Figure 2: DM Top Level SW Architecture

Communications take place at different levels, from primitives for DP process and exception signals, HAM (High Availability Middleware) messaging between the DP's and the system controller for health, job and mission management, and an MPI-like API set provided to user applications to conduct reliable high-speed data transfer.

A key aspect of the DM's software architecture is the incorporation of a set of generic fault tolerant middleware techniques implemented in a software framework that is independent of and transparent to the specific mission application, as well as the underlying platform (HW and OS). DM uses well-defined interfaces, such as the MPI-like API for application data transfer and adherence to system software standard, such as POSIX. As a result, DM maintains a level of platform agnosticism that greatly simplifies the porting of DM to other platforms and, more

importantly, allows users to move their application from the lab to space with reduced cost/risk/schedule.

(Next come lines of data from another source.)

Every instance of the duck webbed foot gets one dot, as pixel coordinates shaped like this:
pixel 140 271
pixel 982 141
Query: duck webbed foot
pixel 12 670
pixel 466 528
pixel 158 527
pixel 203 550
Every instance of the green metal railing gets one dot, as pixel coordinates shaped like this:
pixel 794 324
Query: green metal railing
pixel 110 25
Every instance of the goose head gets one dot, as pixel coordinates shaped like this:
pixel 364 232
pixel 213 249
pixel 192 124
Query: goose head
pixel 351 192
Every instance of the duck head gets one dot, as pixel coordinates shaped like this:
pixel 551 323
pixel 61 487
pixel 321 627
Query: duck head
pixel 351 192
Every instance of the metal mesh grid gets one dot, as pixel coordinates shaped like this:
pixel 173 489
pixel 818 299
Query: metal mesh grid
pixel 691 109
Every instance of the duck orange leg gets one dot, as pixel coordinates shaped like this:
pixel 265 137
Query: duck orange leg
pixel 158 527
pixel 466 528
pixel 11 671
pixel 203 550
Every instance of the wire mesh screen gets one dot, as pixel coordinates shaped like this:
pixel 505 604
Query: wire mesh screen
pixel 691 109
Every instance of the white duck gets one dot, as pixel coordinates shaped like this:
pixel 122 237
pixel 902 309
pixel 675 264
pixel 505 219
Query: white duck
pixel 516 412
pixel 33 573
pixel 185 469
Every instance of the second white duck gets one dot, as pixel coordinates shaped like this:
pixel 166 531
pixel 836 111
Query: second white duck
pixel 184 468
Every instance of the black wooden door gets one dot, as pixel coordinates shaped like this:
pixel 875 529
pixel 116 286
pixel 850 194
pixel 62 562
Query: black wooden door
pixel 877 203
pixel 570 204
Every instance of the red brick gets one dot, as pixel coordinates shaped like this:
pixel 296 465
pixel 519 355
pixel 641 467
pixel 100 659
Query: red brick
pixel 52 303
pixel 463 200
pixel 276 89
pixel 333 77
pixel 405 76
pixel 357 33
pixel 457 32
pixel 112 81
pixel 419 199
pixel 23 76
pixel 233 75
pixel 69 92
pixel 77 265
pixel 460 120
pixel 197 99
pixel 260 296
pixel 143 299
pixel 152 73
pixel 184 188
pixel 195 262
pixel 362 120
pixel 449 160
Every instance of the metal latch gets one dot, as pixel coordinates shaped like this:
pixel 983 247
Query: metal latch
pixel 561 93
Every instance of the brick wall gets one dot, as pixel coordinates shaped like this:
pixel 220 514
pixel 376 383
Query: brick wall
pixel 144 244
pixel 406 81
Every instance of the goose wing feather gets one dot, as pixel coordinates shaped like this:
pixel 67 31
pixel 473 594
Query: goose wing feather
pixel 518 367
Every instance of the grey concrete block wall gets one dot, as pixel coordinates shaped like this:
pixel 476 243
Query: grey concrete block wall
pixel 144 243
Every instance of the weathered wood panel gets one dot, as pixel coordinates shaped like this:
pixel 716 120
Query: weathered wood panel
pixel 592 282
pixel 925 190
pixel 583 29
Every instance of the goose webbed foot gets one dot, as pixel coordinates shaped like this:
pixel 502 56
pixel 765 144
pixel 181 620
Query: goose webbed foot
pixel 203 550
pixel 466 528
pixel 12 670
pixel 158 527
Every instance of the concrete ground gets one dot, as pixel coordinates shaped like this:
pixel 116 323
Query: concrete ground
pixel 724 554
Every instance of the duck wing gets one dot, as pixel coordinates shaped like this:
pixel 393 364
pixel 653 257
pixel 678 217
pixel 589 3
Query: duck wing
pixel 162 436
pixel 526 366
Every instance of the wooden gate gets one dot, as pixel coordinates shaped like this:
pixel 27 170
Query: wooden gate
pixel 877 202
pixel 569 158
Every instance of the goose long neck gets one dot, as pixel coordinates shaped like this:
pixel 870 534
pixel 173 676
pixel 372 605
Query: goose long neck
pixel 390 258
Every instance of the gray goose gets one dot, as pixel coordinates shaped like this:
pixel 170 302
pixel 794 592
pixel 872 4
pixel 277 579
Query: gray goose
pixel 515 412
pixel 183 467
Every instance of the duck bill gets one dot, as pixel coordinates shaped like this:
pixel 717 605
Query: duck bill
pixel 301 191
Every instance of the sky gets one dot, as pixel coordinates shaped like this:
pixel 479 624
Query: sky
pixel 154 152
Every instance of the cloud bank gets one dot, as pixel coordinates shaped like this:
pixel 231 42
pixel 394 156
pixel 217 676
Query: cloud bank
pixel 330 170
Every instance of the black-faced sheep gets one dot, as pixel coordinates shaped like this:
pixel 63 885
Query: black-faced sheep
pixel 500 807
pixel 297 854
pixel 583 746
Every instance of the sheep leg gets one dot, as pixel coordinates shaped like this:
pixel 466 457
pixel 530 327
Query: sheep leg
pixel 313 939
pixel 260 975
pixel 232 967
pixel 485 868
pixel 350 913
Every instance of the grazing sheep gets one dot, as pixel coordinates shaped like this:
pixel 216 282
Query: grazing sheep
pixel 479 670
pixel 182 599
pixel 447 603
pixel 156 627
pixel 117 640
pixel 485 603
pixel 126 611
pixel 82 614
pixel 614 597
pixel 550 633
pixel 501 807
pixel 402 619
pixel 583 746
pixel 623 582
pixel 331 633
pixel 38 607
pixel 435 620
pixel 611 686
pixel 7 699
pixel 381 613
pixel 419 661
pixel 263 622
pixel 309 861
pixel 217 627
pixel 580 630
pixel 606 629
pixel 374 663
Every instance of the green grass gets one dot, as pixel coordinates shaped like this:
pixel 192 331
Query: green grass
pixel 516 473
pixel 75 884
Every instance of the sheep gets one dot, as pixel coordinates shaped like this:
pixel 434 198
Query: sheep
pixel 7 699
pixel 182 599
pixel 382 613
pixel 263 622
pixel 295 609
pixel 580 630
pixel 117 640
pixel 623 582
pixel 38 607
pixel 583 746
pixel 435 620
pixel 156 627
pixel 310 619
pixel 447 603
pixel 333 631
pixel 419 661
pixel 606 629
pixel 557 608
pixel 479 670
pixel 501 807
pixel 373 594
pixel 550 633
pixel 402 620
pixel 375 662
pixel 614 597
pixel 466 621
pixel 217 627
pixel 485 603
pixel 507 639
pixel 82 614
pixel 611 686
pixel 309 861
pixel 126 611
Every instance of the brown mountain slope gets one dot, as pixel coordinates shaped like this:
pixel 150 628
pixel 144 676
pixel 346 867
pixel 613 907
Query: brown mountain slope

DM's platform agnosticism allows heterogeneous operation with different processing engines and different POSIX-compliant operating systems. To date, DM technology has been demonstrated with PowerPC 970, 750FX, 7447A, 7455 & 603e and Intel/AMD x86 single core processing engines, and with PA Semiconductor PA6T-1682M and Freescale 8641D dual core processing engines. The DM project is researching the extension of DM software to the Broad Reach Engineering BRE440 processor, the Tilera Tile64/MAESTRO, and other multi/many-core architectures such as the IBM Cell. The poster will discuss the results of these investigations, efforts toward diversity and heterogeneity and additional demonstrations of DM heterogeneous operation.

## References

- [1] Samson, John, Jr., and E. Grobelny., "NMP ST8 Dependable Multiprocessor: TRL6 Validation - Preliminary Results," *Proceedings of the 2009 IEEE Aerospace Conference*, Big Sky, MT, March 8-13, 2009.
- [2] Samson, Jr. John R., et. al., "NMP ST8 High Performance Dependable Multiprocessor," 12th High Performance Embedded Computing Workshop, M.I.T. Lincoln Laboratory, September 23 - 26, 2008.
- [3] Samson, Jr. John R., et. al., "NMP ST8 High Performance Dependable Multiprocessor," 11th High Performance Embedded Computing Workshop, M.I.T. Lincoln Laboratory, September 18, 2007.
- [4] Samson, John, Jr., et. al., "Technology Validation: NMP ST8 Dependable Multiprocessor Project II," *Proceedings* of the 2007 IEEE Aerospace Conference, Big Sky, MT, March 3-10, 2007.
- [5] Samson, John, Jr., et. al., "High Performance Dependable Multiprocessor II," *Proceedings of the 2007 IEEE Aerospace Conference*, Big Sky, MT, March 3-10, 2007.
- [6] Samson, Jr. John R., et. al., "NMP ST8 High Performance Dependable Multiprocessor," 10th High Performance Embedded Computing Workshop, M.I.T. Lincoln Laboratory, September 20, 2006.
- [7] Samson, Jr. John R., J. Ramos, A. George, M. Patel, and R. Some, "Environmentally-Adaptive Fault Tolerant Computing (EAFTC)," 9th High Performance Embedded Computing Workshop, M.I.T. Lincoln Laboratory, September 22, 2005.